Werte bei Deutschen und Geflüchteten
Unterscheiden sich die Geflüchteten, die in Deutschland eine Zuflucht gefunden haben, in ihren politikbezogenen Auffassungen von der deutschen Bevölkerung? Dieses war eine von vielen Fragen, denen das Deutsche Institut der Wirtschaft (DIW) mit weiteren Kollegen in der Kombination aus der Befragung von rund 2.300 Flüchtlingen und Daten aus dem World Value Surveys nachgegangen ist.
Die Studie ist der erste Teil eines Projekts, für die 2.349 geflüchtete Personen von Juni bis Oktober 2016 befragt wurden. In dieser Untersuchung, die vom Institut für Arbeitsmarkt- und Berufsforschung (IAB), dem Forschungszentrum des Bundesamtes für Migration und Flüchtlinge (BAMF-FZ) und dem Sozio-Oekonomische Panel (SOEP) am DIW Berlin durchgeführt wurde, ist damit eine neue Datengrundlage geschaffen worden. Erhoben wurden nicht nur Bildungs- und Erwerbsbiografien, sondern auch Werte und Einstellungen der Geflüchteten.

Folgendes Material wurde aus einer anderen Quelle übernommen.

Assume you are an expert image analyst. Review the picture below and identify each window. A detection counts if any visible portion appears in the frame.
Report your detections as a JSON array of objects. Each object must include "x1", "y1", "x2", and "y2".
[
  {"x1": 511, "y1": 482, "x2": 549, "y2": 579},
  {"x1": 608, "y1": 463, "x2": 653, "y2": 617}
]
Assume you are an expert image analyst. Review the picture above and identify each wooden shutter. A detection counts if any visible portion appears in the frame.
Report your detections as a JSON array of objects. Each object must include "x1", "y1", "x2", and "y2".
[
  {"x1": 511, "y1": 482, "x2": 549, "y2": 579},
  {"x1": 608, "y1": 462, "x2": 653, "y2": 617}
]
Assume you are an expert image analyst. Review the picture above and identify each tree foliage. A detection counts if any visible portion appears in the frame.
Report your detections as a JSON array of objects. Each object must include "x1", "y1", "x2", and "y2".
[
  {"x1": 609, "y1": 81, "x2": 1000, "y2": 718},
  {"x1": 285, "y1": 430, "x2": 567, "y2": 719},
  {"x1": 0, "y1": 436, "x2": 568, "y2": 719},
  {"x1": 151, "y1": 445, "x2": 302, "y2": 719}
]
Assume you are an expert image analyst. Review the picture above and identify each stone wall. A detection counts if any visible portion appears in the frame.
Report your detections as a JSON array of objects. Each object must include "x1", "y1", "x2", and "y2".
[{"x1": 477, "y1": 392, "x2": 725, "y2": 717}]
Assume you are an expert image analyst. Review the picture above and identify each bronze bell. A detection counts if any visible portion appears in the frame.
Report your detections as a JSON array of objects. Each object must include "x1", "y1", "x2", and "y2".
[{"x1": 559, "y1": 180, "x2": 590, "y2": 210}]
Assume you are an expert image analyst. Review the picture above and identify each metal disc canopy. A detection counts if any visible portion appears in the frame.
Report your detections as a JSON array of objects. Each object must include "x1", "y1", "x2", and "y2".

Die Befragten sind eine Zufallsstichprobe aus der Grundgesamtheit der 529.078 im Ausländerzentralregister erfassten Geflüchteten, die vom 1. 1. 2013 bis zum 31. 1. 2016 in Deutschland eingereist sind und einen Asylantrag gestellt haben.
„Die soziale und kulturelle, aber auch die wirtschaftliche Teilhabe der Geflüchteten wird maßgeblich von ihren Werten und ihrer weiteren Entwicklung abhängen. Geflüchtete stammen vielfach aus diktatorisch regierten Ländern, in denen demokratische Traditionen sowie zivilgesellschaftliche Strukturen schwach ausgebildet oder in den letzten Jahren zerstört worden sind. Inwieweit sich die Erfahrung diktatorischer Regime in einer geringen Unterstützung der Demokratie äußert oder im Gegenteil die Flucht aus solchen Systemen mit besonders ausgeprägten demokratischen Einstellungen verbunden ist, wird hier über die Zustimmung der Befragten zu unterschiedlichen Aussagen zu Regierungsformen und demokratischen Prinzipien ermittelt.“ (Studie, S. 1113)
Die Fragen an die Geflüchteten zur Einstellung zu Regierungsformen und ihrem Verständnis von Demokratie wurden an den World Values Survey angelehnt, was einen Vergleich mit der deutschen Bevölkerung und mit der Bevölkerung in den Herkunftsländern ermöglicht.
96 Prozent der Geflüchteten unterstützen die Aussage, dass man ein demokratisches System haben sollte. Eine Parallele zu den Antworten der deutschen Bevölkerung im World Value Survey. Auch in den beiden anderen Einstellungen zu Regierungsformen ähneln die Geflüchteten in Deutschland den Auffassungen der deutschen Bevölkerung. 21 bzw. 22 Prozent unterstützen die Auffassung „Man sollte einen starken Führer haben, der sich nicht um eine Parlament und um Wahlen kümmern muss“. Eine Auffassung, die in den Herkunftsländern der Geflüchteten von 46 Prozent der Bevölkerung vertreten wird. Ebenso gibt es eine große Mehrheit (70 Prozent) in den Herkunftsländern, dass „Experten und nicht die Regierung entscheiden sollte, was für das Land das Beste sei“ – was von den Geflüchteten in Deutschland und der deutschen Bevölkerung zwar auch mehrheitlich gesehen wird, aber deutlich geringer (55 bzw. 59 Prozent).
Bei den fünf gefragten Einstellungen zur Demokratie sind bei zwei Themen die Unterschiede zum Herkunftsland besonders deutlich. „Frauen haben die gleichen Rechte wie Männer“ unterstützen 92 Prozent der Geflüchteten wie der deutschen Bevölkerung, im Unterschied zu 67 Prozent in den Herkunftsländern. Und der Auffassung „Religionsführer bestimmen letztlich die Auslegung der Gesetze“ stimmen zwar 13 Prozent der Geflüchteten zu, aber auch 8 Prozent der deutschen Bevölkerung. In den Herkunftsländern sind es 55 Prozent der Menschen, die das unterstützen.